Auch das Flattern des enormen Tiefbasses in Heilungs „Svanrand“ arbeitet die Audio-Analogue-Kombi nochmals besser heraus als der Audio Analogue AA100DM es mit der Norma Audio SC-2 vermochte – und das obwohl diese Kombi schon Vorteile gegenüber der im Tiefbass weicher, aber auch etwas voller aufspielenden Norma-Kombination mit dem PA-150 hat. Die Dynamik gerät mit den Audio-Analogue-Geräten vor allem auf der Makroebene umwerfend; Count Basies Bigband strahlt, explodiert geradezu, die Bläser ebenso wie die Drums – immer bestens durchhörbar, detailreich, sauber ins Lustzentrum spratzelnd und bis ins kleinste Detail texturiert. Fast meine ich, dass meine ATC SCM50PSL zu Hornlautsprechern mutiert sind, so hemmungslos transientengeil (sorry) legen sie auf einmal los.
Das erinnert mich grundsätzlich an den famosen Vollverstärker Chord Ultima INT (11.490 Euro), doch selbst der kann kaum mit der Über-alles-Energie der Audio-Analogue-Kombi mithalten. Überhaupt ist neben der dynamischen Spielfreude, neben Präzision, Kontrolle und Übersicht, die glasklare Detailauflösung eine der herausragenden Eigenschaften des Duos – wiederum ist es die Bellini, die der Audio Analogue AA100DM diese Detailpracht und Signalanstiegsgeschwindigkeiten anliefert – und man muss der PureAA-Endstufe hoch anrechnen, dass sie in der Lage ist, das zu verarbeiten.

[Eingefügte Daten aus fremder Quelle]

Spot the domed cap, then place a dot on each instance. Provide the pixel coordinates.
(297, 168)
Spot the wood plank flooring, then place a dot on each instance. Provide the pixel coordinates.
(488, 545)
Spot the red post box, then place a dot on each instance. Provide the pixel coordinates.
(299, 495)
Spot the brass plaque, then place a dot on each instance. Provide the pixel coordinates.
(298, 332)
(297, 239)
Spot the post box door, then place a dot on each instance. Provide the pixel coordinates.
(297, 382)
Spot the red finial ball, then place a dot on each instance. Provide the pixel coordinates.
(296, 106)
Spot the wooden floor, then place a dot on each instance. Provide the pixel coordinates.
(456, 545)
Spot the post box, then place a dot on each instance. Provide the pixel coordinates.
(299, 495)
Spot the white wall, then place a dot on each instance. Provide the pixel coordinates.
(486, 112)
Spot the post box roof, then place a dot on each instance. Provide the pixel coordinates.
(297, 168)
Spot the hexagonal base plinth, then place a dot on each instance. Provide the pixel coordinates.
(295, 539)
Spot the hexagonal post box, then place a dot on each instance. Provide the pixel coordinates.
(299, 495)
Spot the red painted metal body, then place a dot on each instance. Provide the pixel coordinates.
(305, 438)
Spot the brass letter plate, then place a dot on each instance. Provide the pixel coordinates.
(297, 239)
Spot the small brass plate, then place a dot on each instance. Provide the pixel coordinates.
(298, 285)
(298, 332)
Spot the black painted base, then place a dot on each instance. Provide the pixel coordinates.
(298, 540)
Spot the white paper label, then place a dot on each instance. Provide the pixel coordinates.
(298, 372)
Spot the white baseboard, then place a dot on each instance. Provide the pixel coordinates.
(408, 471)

Es „klickt“ also zwischen den beiden Geräten aus verschiedenen Linien – so wie es auch bei den Normas interfamiliär besser passt. Diese lassen die Musik immer noch etwas sahniger und eleganter fließen, schauen noch stärker auf Binnendynamik, Klangfarben und Raumtiefe, während die toskanische Fraktion Präzision, Klarheit und dynamische Prägnanz in den Fokus rücken. Nach HiFi-Kriterien beurteilt, muss man der Audio-Analogue-Kombi eine Nasenlänge Vorsprung zugestehen. Auf der anderen Seite hat insbesondere die Norma-Audio-Endstufe PA-150 bei soften Faktoren wie Genuss und Musikalität (ganz subjektiv) die Nase leicht vorne.

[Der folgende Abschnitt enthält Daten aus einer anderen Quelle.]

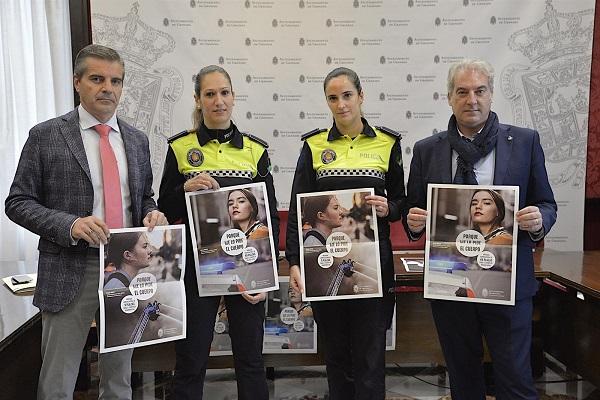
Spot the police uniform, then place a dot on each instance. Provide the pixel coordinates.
(353, 330)
(231, 158)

Vergleich mit dem Audio Analogue Maestro 2.0
Nun zwei spannende Fragen: Kommt die Kombi, die knapp 4.000 Euro weniger kostet als der Audio Analogue Maestro 2.0 (17.990 Euro), an den Anniversary-Vollverstärkerkoloss heran? Und würde es sich lohnen, den Aufpreis für die dedizierte Bellini-Partnerin, die Stereoendstufe Audio Analogue Donizetti (12.950 Euro), zu zahlen?
Die erste Frage kann ich mit einem „Nein, aber …“ beantworten. Nein, denn der Maestro 2.0 strahlt bei ähnlichen Meriten mehr Autorität, Ruhe, Schwärze und Natürlichkeit aus, liefert auch deutlich tiefer gestaffelte Räume, eine subtilere Feindynamik und zudem einen mächtigeren Tiefbass. Aber: Der Abstand ist nicht riesig, und je nach Geschmack kann die explizit offensiv-präzise Abstimmung der Bellini/AA100DM-Kombination einigen Hörertypen eher zusagen als die gesetztere, gelassenere Grundabstimmung des Maestro 2.0.
Die zweite Frage kann ich mangels Erfahrung mit der Donizetti Anniversary nicht beantworten. Aber nach der Beschäftigung mit der Audio Analogue AA100DM und dem Wissen über die Fähigkeiten dieser Endstufe bin ich mehr als gespannt darauf, das bei Gelegenheit herauszufinden.